Retirement is supposed to be a period of rest and relaxation, but for some people it can be a period of reduced income. If your retirement plan offers only a fraction of your career income, then maintaining the same expenses can cause a problem. Although certain expenses cannot be adjusted, your mortgage payment can be adjusted. Refinancing may allow you to reduce your monthly payment, and even provide cash to pay off other expenses.
1. Refinance for a lower amount. If you've paid your current mortgage for numerous years, you have inevitably paid off a certain amount of the original loan. Even if you refinance with the same interest rate and loan term, you can reduce your monthly payments. For example, if you paid off half of a $150,000 loan, then you can refinance the $75,000 balance to cut your payments in half.
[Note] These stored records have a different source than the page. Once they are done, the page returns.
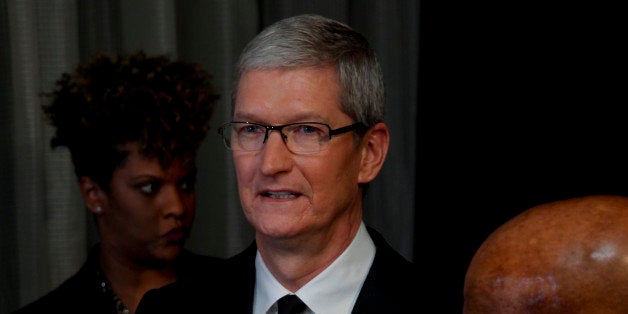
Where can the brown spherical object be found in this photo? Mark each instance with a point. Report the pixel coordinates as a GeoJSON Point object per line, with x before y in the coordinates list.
{"type": "Point", "coordinates": [568, 256]}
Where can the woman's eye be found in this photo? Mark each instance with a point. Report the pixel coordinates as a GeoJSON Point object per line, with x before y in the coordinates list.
{"type": "Point", "coordinates": [188, 184]}
{"type": "Point", "coordinates": [148, 188]}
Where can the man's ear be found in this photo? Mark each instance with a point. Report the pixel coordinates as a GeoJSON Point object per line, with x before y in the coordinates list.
{"type": "Point", "coordinates": [374, 149]}
{"type": "Point", "coordinates": [93, 195]}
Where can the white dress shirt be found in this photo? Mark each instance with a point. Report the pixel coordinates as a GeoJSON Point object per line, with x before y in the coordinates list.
{"type": "Point", "coordinates": [334, 290]}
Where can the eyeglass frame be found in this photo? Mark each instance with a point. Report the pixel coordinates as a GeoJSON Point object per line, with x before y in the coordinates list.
{"type": "Point", "coordinates": [279, 128]}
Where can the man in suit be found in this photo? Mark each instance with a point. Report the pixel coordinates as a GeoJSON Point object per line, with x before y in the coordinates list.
{"type": "Point", "coordinates": [308, 136]}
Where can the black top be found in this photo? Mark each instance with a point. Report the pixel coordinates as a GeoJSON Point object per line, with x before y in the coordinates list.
{"type": "Point", "coordinates": [82, 292]}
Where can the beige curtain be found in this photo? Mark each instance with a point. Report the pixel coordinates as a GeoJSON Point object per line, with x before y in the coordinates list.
{"type": "Point", "coordinates": [45, 230]}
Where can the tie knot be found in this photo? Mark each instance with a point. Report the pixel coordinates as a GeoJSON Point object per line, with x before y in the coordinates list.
{"type": "Point", "coordinates": [290, 304]}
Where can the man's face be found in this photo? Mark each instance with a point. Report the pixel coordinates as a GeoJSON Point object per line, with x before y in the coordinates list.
{"type": "Point", "coordinates": [285, 194]}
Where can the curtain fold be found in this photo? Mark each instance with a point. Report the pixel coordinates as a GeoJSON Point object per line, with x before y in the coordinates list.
{"type": "Point", "coordinates": [45, 227]}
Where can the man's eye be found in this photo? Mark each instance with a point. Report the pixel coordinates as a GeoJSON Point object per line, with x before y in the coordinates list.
{"type": "Point", "coordinates": [251, 129]}
{"type": "Point", "coordinates": [308, 129]}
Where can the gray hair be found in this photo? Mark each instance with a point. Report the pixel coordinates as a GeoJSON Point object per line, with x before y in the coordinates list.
{"type": "Point", "coordinates": [315, 41]}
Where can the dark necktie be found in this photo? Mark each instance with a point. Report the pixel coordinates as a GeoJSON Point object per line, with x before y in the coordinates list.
{"type": "Point", "coordinates": [290, 304]}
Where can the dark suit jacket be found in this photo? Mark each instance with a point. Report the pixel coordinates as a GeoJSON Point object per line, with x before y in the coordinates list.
{"type": "Point", "coordinates": [391, 287]}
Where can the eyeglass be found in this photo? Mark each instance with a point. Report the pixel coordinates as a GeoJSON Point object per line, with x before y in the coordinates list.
{"type": "Point", "coordinates": [300, 138]}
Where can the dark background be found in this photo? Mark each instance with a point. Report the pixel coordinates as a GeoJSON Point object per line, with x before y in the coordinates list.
{"type": "Point", "coordinates": [520, 103]}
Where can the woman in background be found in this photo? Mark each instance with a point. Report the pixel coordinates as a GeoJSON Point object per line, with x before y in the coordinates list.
{"type": "Point", "coordinates": [133, 125]}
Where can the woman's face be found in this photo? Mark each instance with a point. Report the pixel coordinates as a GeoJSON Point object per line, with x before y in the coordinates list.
{"type": "Point", "coordinates": [149, 211]}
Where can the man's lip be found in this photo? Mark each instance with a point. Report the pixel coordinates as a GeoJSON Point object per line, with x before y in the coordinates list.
{"type": "Point", "coordinates": [175, 235]}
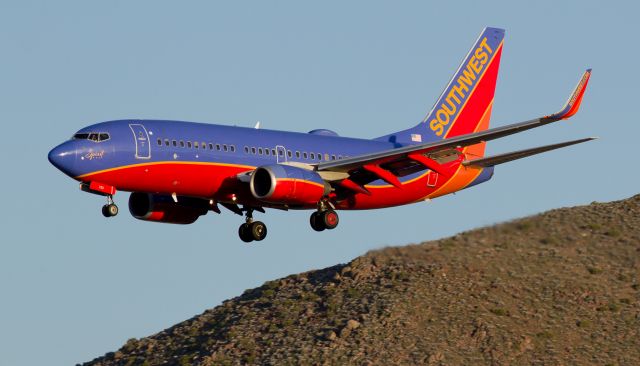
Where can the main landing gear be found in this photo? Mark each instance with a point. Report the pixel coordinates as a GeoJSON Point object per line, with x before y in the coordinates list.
{"type": "Point", "coordinates": [110, 209]}
{"type": "Point", "coordinates": [252, 230]}
{"type": "Point", "coordinates": [324, 218]}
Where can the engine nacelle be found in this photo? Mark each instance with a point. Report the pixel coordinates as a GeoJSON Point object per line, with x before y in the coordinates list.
{"type": "Point", "coordinates": [288, 185]}
{"type": "Point", "coordinates": [161, 208]}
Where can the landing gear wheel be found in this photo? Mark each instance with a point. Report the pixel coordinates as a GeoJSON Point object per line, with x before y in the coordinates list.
{"type": "Point", "coordinates": [258, 230]}
{"type": "Point", "coordinates": [316, 221]}
{"type": "Point", "coordinates": [245, 233]}
{"type": "Point", "coordinates": [109, 210]}
{"type": "Point", "coordinates": [330, 219]}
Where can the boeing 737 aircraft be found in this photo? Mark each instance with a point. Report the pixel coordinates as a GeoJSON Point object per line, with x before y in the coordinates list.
{"type": "Point", "coordinates": [179, 171]}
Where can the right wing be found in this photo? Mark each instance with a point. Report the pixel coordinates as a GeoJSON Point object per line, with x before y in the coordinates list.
{"type": "Point", "coordinates": [390, 164]}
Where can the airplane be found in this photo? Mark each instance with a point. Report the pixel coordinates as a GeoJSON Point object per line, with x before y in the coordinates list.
{"type": "Point", "coordinates": [178, 171]}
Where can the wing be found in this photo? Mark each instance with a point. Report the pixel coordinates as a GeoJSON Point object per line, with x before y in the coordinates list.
{"type": "Point", "coordinates": [515, 155]}
{"type": "Point", "coordinates": [390, 164]}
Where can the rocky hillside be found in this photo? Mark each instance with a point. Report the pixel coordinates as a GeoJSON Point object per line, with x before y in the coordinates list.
{"type": "Point", "coordinates": [562, 287]}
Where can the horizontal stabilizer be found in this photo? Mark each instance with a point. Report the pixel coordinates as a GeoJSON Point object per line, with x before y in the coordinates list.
{"type": "Point", "coordinates": [401, 153]}
{"type": "Point", "coordinates": [504, 158]}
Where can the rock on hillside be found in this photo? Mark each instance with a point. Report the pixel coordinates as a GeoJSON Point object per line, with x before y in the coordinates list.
{"type": "Point", "coordinates": [562, 287]}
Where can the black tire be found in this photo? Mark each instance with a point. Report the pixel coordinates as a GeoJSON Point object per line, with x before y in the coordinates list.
{"type": "Point", "coordinates": [330, 219]}
{"type": "Point", "coordinates": [258, 230]}
{"type": "Point", "coordinates": [112, 209]}
{"type": "Point", "coordinates": [245, 233]}
{"type": "Point", "coordinates": [316, 222]}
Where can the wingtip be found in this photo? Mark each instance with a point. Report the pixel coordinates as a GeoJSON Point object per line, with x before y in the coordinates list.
{"type": "Point", "coordinates": [573, 104]}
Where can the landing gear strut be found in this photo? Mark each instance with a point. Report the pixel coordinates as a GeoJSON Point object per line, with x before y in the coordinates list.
{"type": "Point", "coordinates": [110, 209]}
{"type": "Point", "coordinates": [252, 230]}
{"type": "Point", "coordinates": [324, 218]}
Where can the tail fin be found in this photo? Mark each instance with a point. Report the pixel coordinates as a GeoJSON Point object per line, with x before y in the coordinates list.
{"type": "Point", "coordinates": [465, 104]}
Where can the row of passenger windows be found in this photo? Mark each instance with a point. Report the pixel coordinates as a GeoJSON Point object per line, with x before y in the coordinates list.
{"type": "Point", "coordinates": [197, 145]}
{"type": "Point", "coordinates": [280, 152]}
{"type": "Point", "coordinates": [93, 136]}
{"type": "Point", "coordinates": [249, 150]}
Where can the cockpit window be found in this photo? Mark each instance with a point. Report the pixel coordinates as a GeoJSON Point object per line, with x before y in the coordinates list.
{"type": "Point", "coordinates": [93, 136]}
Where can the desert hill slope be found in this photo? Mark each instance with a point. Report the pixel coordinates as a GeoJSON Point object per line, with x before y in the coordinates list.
{"type": "Point", "coordinates": [562, 287]}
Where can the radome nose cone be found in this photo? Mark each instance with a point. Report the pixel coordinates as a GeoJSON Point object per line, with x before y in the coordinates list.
{"type": "Point", "coordinates": [63, 157]}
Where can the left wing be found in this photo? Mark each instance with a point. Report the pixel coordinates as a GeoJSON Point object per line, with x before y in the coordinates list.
{"type": "Point", "coordinates": [390, 164]}
{"type": "Point", "coordinates": [515, 155]}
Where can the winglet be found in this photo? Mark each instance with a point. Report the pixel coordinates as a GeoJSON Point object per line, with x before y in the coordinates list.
{"type": "Point", "coordinates": [573, 104]}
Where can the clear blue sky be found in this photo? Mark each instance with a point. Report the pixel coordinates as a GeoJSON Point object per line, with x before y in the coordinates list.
{"type": "Point", "coordinates": [74, 285]}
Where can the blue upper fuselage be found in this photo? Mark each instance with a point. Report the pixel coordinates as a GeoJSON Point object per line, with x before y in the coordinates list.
{"type": "Point", "coordinates": [114, 144]}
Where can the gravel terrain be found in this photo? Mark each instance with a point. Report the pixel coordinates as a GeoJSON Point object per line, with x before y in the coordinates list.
{"type": "Point", "coordinates": [559, 288]}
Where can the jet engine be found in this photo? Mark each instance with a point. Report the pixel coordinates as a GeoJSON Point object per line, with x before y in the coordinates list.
{"type": "Point", "coordinates": [287, 185]}
{"type": "Point", "coordinates": [162, 208]}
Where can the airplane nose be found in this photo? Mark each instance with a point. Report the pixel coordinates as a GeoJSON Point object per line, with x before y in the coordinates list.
{"type": "Point", "coordinates": [63, 157]}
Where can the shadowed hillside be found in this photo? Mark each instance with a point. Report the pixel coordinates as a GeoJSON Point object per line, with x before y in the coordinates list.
{"type": "Point", "coordinates": [562, 287]}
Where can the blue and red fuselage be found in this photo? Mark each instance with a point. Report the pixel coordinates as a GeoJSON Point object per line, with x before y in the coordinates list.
{"type": "Point", "coordinates": [205, 160]}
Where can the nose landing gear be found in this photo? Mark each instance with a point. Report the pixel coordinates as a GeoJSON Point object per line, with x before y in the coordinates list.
{"type": "Point", "coordinates": [252, 230]}
{"type": "Point", "coordinates": [110, 209]}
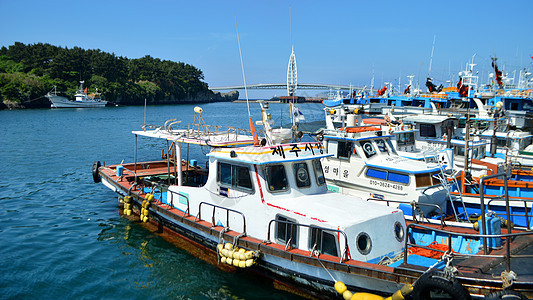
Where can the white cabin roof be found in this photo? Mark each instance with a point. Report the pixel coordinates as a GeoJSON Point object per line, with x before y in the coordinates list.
{"type": "Point", "coordinates": [333, 208]}
{"type": "Point", "coordinates": [272, 154]}
{"type": "Point", "coordinates": [214, 139]}
{"type": "Point", "coordinates": [400, 164]}
{"type": "Point", "coordinates": [431, 119]}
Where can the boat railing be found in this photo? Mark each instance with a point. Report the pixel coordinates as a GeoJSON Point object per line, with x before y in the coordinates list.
{"type": "Point", "coordinates": [180, 195]}
{"type": "Point", "coordinates": [202, 130]}
{"type": "Point", "coordinates": [415, 208]}
{"type": "Point", "coordinates": [228, 211]}
{"type": "Point", "coordinates": [345, 253]}
{"type": "Point", "coordinates": [482, 200]}
{"type": "Point", "coordinates": [509, 237]}
{"type": "Point", "coordinates": [526, 214]}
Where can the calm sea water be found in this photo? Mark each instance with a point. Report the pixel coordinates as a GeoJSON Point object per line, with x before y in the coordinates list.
{"type": "Point", "coordinates": [61, 235]}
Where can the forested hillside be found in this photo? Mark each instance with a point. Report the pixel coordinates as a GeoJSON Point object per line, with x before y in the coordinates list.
{"type": "Point", "coordinates": [28, 72]}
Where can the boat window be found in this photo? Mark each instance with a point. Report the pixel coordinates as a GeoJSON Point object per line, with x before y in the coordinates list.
{"type": "Point", "coordinates": [428, 130]}
{"type": "Point", "coordinates": [391, 147]}
{"type": "Point", "coordinates": [388, 175]}
{"type": "Point", "coordinates": [406, 139]}
{"type": "Point", "coordinates": [276, 178]}
{"type": "Point", "coordinates": [398, 177]}
{"type": "Point", "coordinates": [331, 147]}
{"type": "Point", "coordinates": [302, 175]}
{"type": "Point", "coordinates": [427, 179]}
{"type": "Point", "coordinates": [319, 173]}
{"type": "Point", "coordinates": [460, 151]}
{"type": "Point", "coordinates": [382, 146]}
{"type": "Point", "coordinates": [224, 173]}
{"type": "Point", "coordinates": [364, 243]}
{"type": "Point", "coordinates": [501, 142]}
{"type": "Point", "coordinates": [368, 148]}
{"type": "Point", "coordinates": [379, 174]}
{"type": "Point", "coordinates": [286, 230]}
{"type": "Point", "coordinates": [234, 176]}
{"type": "Point", "coordinates": [322, 241]}
{"type": "Point", "coordinates": [344, 149]}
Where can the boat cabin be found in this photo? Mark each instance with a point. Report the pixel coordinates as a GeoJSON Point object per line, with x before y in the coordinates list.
{"type": "Point", "coordinates": [365, 163]}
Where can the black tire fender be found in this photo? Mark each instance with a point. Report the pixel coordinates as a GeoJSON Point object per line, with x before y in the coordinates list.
{"type": "Point", "coordinates": [96, 175]}
{"type": "Point", "coordinates": [441, 282]}
{"type": "Point", "coordinates": [505, 294]}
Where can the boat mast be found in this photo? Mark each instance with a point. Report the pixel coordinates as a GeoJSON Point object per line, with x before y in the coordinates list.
{"type": "Point", "coordinates": [431, 59]}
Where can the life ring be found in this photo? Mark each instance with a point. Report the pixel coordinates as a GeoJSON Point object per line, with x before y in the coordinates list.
{"type": "Point", "coordinates": [505, 294]}
{"type": "Point", "coordinates": [96, 175]}
{"type": "Point", "coordinates": [439, 281]}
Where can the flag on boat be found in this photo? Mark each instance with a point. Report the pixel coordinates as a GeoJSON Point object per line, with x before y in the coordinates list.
{"type": "Point", "coordinates": [298, 115]}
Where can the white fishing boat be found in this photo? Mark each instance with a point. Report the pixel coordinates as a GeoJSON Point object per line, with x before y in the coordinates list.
{"type": "Point", "coordinates": [266, 207]}
{"type": "Point", "coordinates": [81, 99]}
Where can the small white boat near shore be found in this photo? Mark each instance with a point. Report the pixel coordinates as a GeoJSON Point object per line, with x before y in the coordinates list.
{"type": "Point", "coordinates": [81, 100]}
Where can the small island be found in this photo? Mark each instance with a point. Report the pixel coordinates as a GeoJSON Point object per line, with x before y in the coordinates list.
{"type": "Point", "coordinates": [28, 72]}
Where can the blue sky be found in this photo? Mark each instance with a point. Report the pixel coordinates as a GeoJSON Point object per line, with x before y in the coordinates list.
{"type": "Point", "coordinates": [337, 42]}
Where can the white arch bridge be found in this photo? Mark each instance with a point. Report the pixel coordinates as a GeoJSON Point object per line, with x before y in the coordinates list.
{"type": "Point", "coordinates": [303, 86]}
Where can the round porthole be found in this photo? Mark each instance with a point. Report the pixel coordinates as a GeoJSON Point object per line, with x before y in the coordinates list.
{"type": "Point", "coordinates": [399, 232]}
{"type": "Point", "coordinates": [364, 243]}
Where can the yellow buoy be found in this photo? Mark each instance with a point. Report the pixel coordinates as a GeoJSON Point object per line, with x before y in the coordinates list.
{"type": "Point", "coordinates": [242, 264]}
{"type": "Point", "coordinates": [224, 252]}
{"type": "Point", "coordinates": [250, 254]}
{"type": "Point", "coordinates": [236, 262]}
{"type": "Point", "coordinates": [347, 295]}
{"type": "Point", "coordinates": [340, 287]}
{"type": "Point", "coordinates": [365, 296]}
{"type": "Point", "coordinates": [249, 262]}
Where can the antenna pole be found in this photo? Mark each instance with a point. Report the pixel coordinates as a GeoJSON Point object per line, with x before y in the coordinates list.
{"type": "Point", "coordinates": [252, 127]}
{"type": "Point", "coordinates": [431, 59]}
{"type": "Point", "coordinates": [242, 66]}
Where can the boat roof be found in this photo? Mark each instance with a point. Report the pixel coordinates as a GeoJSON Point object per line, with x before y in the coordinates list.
{"type": "Point", "coordinates": [213, 139]}
{"type": "Point", "coordinates": [514, 135]}
{"type": "Point", "coordinates": [457, 142]}
{"type": "Point", "coordinates": [432, 119]}
{"type": "Point", "coordinates": [271, 154]}
{"type": "Point", "coordinates": [335, 209]}
{"type": "Point", "coordinates": [400, 164]}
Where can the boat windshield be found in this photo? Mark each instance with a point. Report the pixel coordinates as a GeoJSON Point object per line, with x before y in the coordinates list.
{"type": "Point", "coordinates": [368, 148]}
{"type": "Point", "coordinates": [276, 178]}
{"type": "Point", "coordinates": [427, 179]}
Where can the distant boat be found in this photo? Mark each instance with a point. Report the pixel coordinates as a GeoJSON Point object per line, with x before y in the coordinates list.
{"type": "Point", "coordinates": [82, 99]}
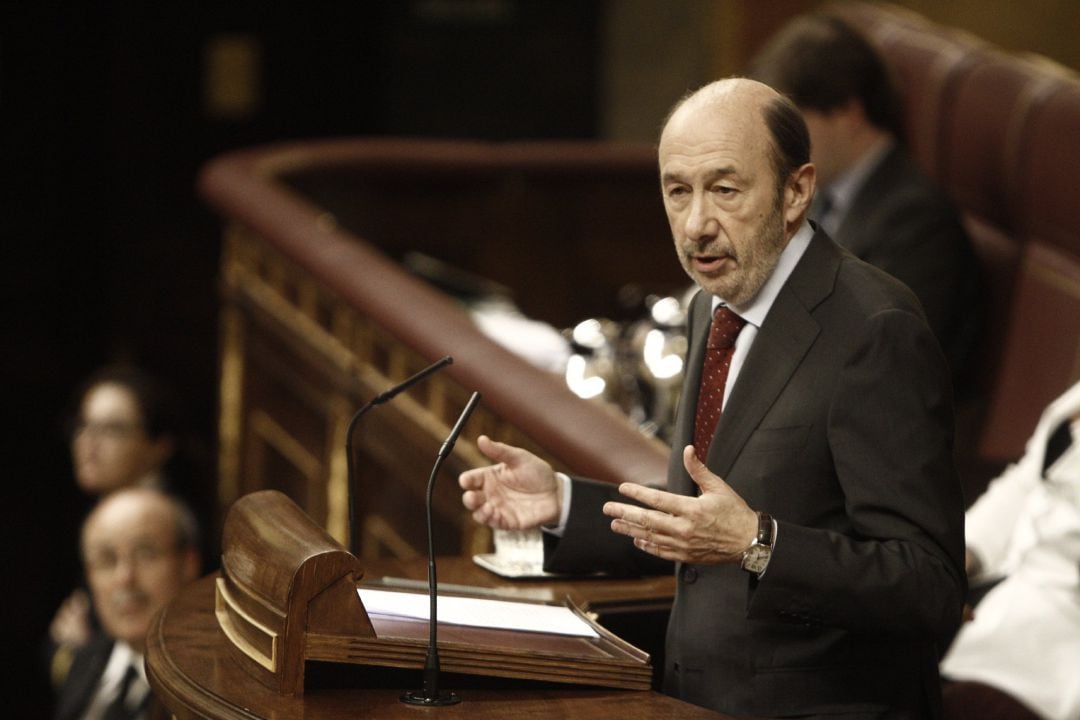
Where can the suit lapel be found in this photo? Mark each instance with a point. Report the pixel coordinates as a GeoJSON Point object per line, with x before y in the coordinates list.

2. Lower your interest rate. With a weak economy, coupled with a good credit history, you will likely receive a lower interest rate. This improved rate reduces your payment by reducing accrued interest, even if you borrow the same amount. In the example from the previous step, if your original interest rate was 8 percent on a $150,000 loan, a reduction to 4 percent would reduce your payment by $385 a month
3. Extend your loan term. Even if you keep the same interest rate and loan amount, extending the loan term will reduce your payment by spreading the payback over a longer period of time. In the example, only moving from a 15-year mortgage to a 40-year mortgage would reduce payments by $390.
4. Get cash back to cover higher interest debts, such a credit cards. Continuing the example, if you had built up $30,000 in equity, you only owe $120,000 on the loan. If you refinanced for the original $150,000, you'll receive that extra $30,000 as cash, which you can use to pay off any credit-card debt you may have. If you had $30,000 in credit-card debt at 29.99 percent interest, you would save $749.75 in monthly credit-card interest.